Raising the Bar in Robotics

Starting out some 30 years ago as a family business distributing mechanical and automation products, PBA Group has now become an Asian powerhouse in advanced manufacturing.

Recalling the early days of the company’s business transformation, PBA Group CEO Derrick Yap believed that distribution wasn’t a very viable business model in the long-run as he knew that it would eventually lose its relevance in the market.

He managed to convince his father, who started the business, to allow him to try to take the company to a new level.

“At the time, we were trying to discover how we could move from the distribution business model to another business model, but we didn’t know which one. However, we knew we wanted to continue to work off the platform we had, which was automation,” said Mr Yap.

Changing Workers’ Mindsets

Mr Yap said that one challenge was changing the mindsets of his employees.

“Within the company, we did not want to make the guys who were used to the old business model obsolete. So, we helped them change their mindset and convince them of the new direction the company was heading towards. We told them whatever experience they had accumulated in the company would still be relevant moving forward,” he said.

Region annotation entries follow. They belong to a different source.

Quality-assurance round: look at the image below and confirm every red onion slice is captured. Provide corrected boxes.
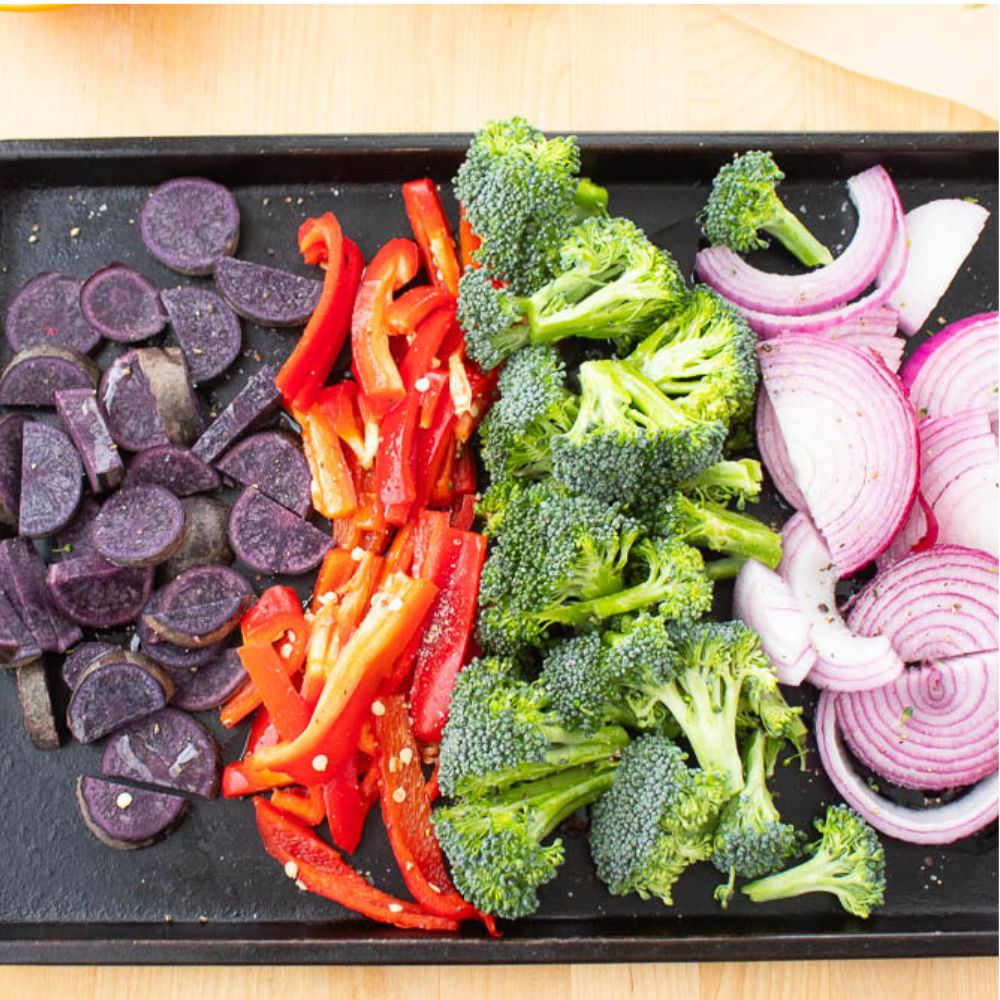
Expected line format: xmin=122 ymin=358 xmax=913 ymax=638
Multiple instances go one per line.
xmin=815 ymin=691 xmax=1000 ymax=844
xmin=920 ymin=410 xmax=1000 ymax=556
xmin=836 ymin=653 xmax=1000 ymax=792
xmin=733 ymin=559 xmax=816 ymax=686
xmin=847 ymin=545 xmax=998 ymax=663
xmin=757 ymin=334 xmax=919 ymax=576
xmin=879 ymin=198 xmax=990 ymax=334
xmin=899 ymin=312 xmax=1000 ymax=434
xmin=778 ymin=513 xmax=903 ymax=691
xmin=694 ymin=166 xmax=896 ymax=316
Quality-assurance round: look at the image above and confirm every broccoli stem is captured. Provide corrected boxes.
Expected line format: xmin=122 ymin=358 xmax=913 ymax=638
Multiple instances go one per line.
xmin=760 ymin=198 xmax=833 ymax=267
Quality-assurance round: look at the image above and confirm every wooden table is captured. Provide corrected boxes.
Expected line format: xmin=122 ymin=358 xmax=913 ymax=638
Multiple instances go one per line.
xmin=0 ymin=6 xmax=997 ymax=1000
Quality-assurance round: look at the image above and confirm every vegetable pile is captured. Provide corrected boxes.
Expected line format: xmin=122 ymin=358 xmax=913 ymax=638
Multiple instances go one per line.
xmin=0 ymin=118 xmax=998 ymax=934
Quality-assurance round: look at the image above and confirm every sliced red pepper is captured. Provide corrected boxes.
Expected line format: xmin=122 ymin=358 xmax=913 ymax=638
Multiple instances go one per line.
xmin=351 ymin=239 xmax=420 ymax=414
xmin=389 ymin=285 xmax=455 ymax=336
xmin=410 ymin=528 xmax=486 ymax=743
xmin=253 ymin=796 xmax=458 ymax=931
xmin=237 ymin=643 xmax=310 ymax=740
xmin=271 ymin=785 xmax=326 ymax=826
xmin=375 ymin=695 xmax=494 ymax=930
xmin=403 ymin=177 xmax=462 ymax=295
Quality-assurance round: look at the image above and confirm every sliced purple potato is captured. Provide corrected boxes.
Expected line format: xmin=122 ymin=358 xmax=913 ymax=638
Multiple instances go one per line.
xmin=143 ymin=566 xmax=254 ymax=649
xmin=164 ymin=496 xmax=234 ymax=579
xmin=62 ymin=642 xmax=118 ymax=691
xmin=55 ymin=388 xmax=125 ymax=493
xmin=160 ymin=285 xmax=243 ymax=385
xmin=46 ymin=554 xmax=153 ymax=628
xmin=18 ymin=421 xmax=83 ymax=538
xmin=80 ymin=261 xmax=167 ymax=344
xmin=76 ymin=777 xmax=188 ymax=851
xmin=215 ymin=257 xmax=323 ymax=326
xmin=229 ymin=487 xmax=333 ymax=576
xmin=90 ymin=486 xmax=184 ymax=566
xmin=139 ymin=177 xmax=240 ymax=274
xmin=101 ymin=708 xmax=221 ymax=799
xmin=0 ymin=413 xmax=28 ymax=528
xmin=17 ymin=660 xmax=59 ymax=750
xmin=0 ymin=344 xmax=101 ymax=406
xmin=4 ymin=272 xmax=101 ymax=354
xmin=125 ymin=444 xmax=222 ymax=497
xmin=215 ymin=431 xmax=312 ymax=517
xmin=192 ymin=365 xmax=281 ymax=462
xmin=66 ymin=649 xmax=174 ymax=743
xmin=167 ymin=649 xmax=247 ymax=712
xmin=0 ymin=538 xmax=83 ymax=653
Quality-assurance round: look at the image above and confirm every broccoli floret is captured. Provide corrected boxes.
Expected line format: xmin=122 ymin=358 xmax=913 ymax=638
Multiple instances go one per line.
xmin=433 ymin=761 xmax=615 ymax=919
xmin=743 ymin=806 xmax=885 ymax=918
xmin=455 ymin=118 xmax=608 ymax=295
xmin=552 ymin=361 xmax=725 ymax=503
xmin=590 ymin=734 xmax=730 ymax=906
xmin=701 ymin=150 xmax=833 ymax=267
xmin=628 ymin=285 xmax=757 ymax=427
xmin=712 ymin=729 xmax=805 ymax=908
xmin=479 ymin=344 xmax=576 ymax=482
xmin=438 ymin=657 xmax=628 ymax=796
xmin=458 ymin=218 xmax=684 ymax=370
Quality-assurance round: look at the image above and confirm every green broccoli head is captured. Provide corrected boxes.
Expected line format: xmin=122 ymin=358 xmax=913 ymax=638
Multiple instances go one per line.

The lack of engineering background posed another challenge for the company to move into research and development for manufacturing. To help them defray the cost of acquiring these capabilities, the company worked with research institutes, SPRING Singapore and IE Singapore (now merged to become Enterprise Singapore).

From distributing products, PBA eventually moved into component manufacturing. Mr Yap, however, felt that the company should create their own brand of components.

Today, PBA group has some 20 smaller companies that specialise in the various functions of the automation value chain. The company can now even manufacture robots that can be used in semiconductor manufacturing.

Industry 4.0 Revolution

A strong advocate for Industry 4.0, Mr Yap set up the Robotics Automation Centre of Excellence (RACE), an independent training body and think-tank focused on robotics, automation and digital manufacturing.

Through the centre, Mr Yap hopes to help other businesses familiarise with technology and hopefully be more confident in adopting automation and robotics.

As for advice to small-and-medium-sized enterprises who are thinking of transforming their business, Mr Yap said: “Persevere and don’t give up. If you do, your efforts will be wasted. My second advice to them would be to not be too ambitious. Try not to invest so much in R&D that if you fail, it will kill the company, because you will fail a couple of times before you eventually succeed.”